Blog / Unutursan Darılmam #2


So, here’s the story: (Almost) every single detail in a project statement form. Unutursan Darılmam (I Won’t Be Upset If You Forget Me, 2019 - Ongoing) is a story about İstanbul, and me .



Everything in this story takes place in an apartment in İstanbul.

Backstory: Due to a severe depressive episode, the author wasn’t able to leave the house for a year in 2019; aside from psychiatrist visits and the occasional very short outings to the city centre. The city itself became a fading memory and this monstrous ever-changing being after months spent in a room. He clung to those few photographs that he could make and he used his every waking moment studying them; editing them, sorting them, writing about them.

Mental health in a society is often regarded as a personal struggle, and alienation is not an unexpected result stemming from one’s issues. The work turns the author’s struggles outwards, reflecting the effects of a newly diagnosed bipolar disorder off many surfaces of İstanbul.

In the photographs, we both witness everyday life in İstanbul and the feelings these moments invoke in the photographer — we get the opportunity to look inside one’s mind while they are heavily medicated. The scenes in the photographs are serene, sometimes chilling, often restless but also oddly loving.

Interacting with a city of 16 million with a mental disorder: Perhaps it’s a constant appeal to live in a less chaotic place or desire to understand the state of mind of the both city and the author. We get to explore the author’s clinging to life.
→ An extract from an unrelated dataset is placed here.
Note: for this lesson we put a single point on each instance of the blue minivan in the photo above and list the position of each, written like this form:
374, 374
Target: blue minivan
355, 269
One question emerges from the story: Who is being forgotten here; the photographer or the city? Using photography, the body of work creates a common memory for the author, and the city. A collection of photos to look back to once the struggle is all over.

The work is still ongoing, because the body of work has become a way for the author to interact with life and observe everything that has changed in the city. The city won’t stop transforming but the story will end: when the photographer catches up with the things he’s curious about.